Q: Who gets cervical cancer?
A: Any woman can get cervical cancer, but it occurs more often in Hispanic and African-American women than in non-Hispanic white women. Most cases are found in women younger than 50 years old, but it rarely develops in women younger than 20.
Q: Are there different types of cervical cancer?
A: Cervical cancer starts with cells that are on the surface of the cervix.
There are two main types of cervical cancer:
Squamous cell carcinoma. This cancer forms in the cells that line the outer part of the cervix. These cells are squamous epithelial cells. They line the outer part of the cervix that is closest to the vagina, called the exocervix. Squamous cell cancers have flat, thin cells. They cover the surface of the exocervix. This type of cancer most commonly occurs where the exocervix meets the endocervix, which is the inner part of the cervix.
Adenocarcinoma. This cancer forms in the cells lining the inner part of the cervix. These cells are columnar epithelial cells. They line the inner part of the cervix that is closest to the uterus, called the endocervix. They develop from gland cells in the endocervix.
Q: Who is at risk for cervical cancer?
A: Certain factors can make one woman more likely to get cervical cancer than another one. These are called risk factors. Risk factors for cervical cancer are listed below.
HPV infection. Some of the human papillomaviruses (HPV) put women at higher risk for cervical cancer. These viruses can be transmitted by sexual contact. HPV infection is the major risk factor for cervical cancer.
Smoking. A woman who smokes has a higher chance of getting cervical cancer.
Weak immune systems. Women who have the virus HIV, which causes AIDS, have a greater risk of getting cervical cancer. This is because HIV makes the immune system weaker.

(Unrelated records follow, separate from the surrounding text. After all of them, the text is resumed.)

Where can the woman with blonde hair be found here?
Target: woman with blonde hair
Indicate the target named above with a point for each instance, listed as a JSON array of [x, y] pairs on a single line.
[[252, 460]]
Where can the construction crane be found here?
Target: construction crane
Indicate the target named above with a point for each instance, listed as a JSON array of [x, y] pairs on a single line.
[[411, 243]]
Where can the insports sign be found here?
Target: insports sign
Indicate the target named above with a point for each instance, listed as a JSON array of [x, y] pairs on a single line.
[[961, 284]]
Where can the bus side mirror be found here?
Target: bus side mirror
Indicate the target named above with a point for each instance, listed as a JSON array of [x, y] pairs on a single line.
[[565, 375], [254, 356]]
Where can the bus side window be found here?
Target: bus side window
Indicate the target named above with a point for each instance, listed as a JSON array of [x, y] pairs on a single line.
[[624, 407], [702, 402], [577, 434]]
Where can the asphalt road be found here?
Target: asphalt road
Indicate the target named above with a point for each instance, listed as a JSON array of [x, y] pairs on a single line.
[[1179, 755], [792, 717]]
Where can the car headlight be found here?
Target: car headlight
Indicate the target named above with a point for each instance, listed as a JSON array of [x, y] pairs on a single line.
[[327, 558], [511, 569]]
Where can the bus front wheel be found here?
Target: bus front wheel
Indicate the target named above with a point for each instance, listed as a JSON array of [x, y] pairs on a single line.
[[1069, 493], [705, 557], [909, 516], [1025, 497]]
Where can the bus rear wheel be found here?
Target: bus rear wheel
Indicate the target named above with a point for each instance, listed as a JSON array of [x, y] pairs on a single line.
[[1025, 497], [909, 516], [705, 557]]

Family or personal history of cervical cancer. If your mother or sister has had this cancer--or you've had it before yourself--your risk is higher than a woman without this history.

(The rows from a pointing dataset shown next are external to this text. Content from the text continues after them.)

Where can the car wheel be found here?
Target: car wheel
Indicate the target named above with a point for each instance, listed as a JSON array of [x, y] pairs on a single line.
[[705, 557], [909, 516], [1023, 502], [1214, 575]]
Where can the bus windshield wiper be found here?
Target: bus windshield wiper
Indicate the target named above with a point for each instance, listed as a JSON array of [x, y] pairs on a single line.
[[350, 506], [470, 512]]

Chlamydia infection. This is a sexually-transmitted bacterial infection that may be linked to cervical cancer.
Diet. A diet low in fruits and vegetables, as well as obesity, may increase the risk for cervical cancer.
Oral contraceptives. A woman who has taken oral contraceptives for a long time may have a higher risk.
Many pregnancies. A woman who has had many full-term pregnancies may be at greater risk.
DES. If a woman's mother took the drug diethylstilbestrol (DES) when she was pregnant, the woman has a greater chance of getting cervical cancer.
Socioeconomic status. Many women with low incomes don't have access to good healthcare. This may prevent regular screenings and increase their risk of cervical cancer.
Q: What can a woman do to decrease her risk of getting cervical cancer?
A: Regular Pap tests are very important in detecting cervical changes early, when they can be more easily treated. These are things women can do to decrease their risk.
Talk with hear health care provider about when to go for checkups. It is generally recommended for women who are sexually active or 21 and older to have a Pap test and gynecologic exam each year.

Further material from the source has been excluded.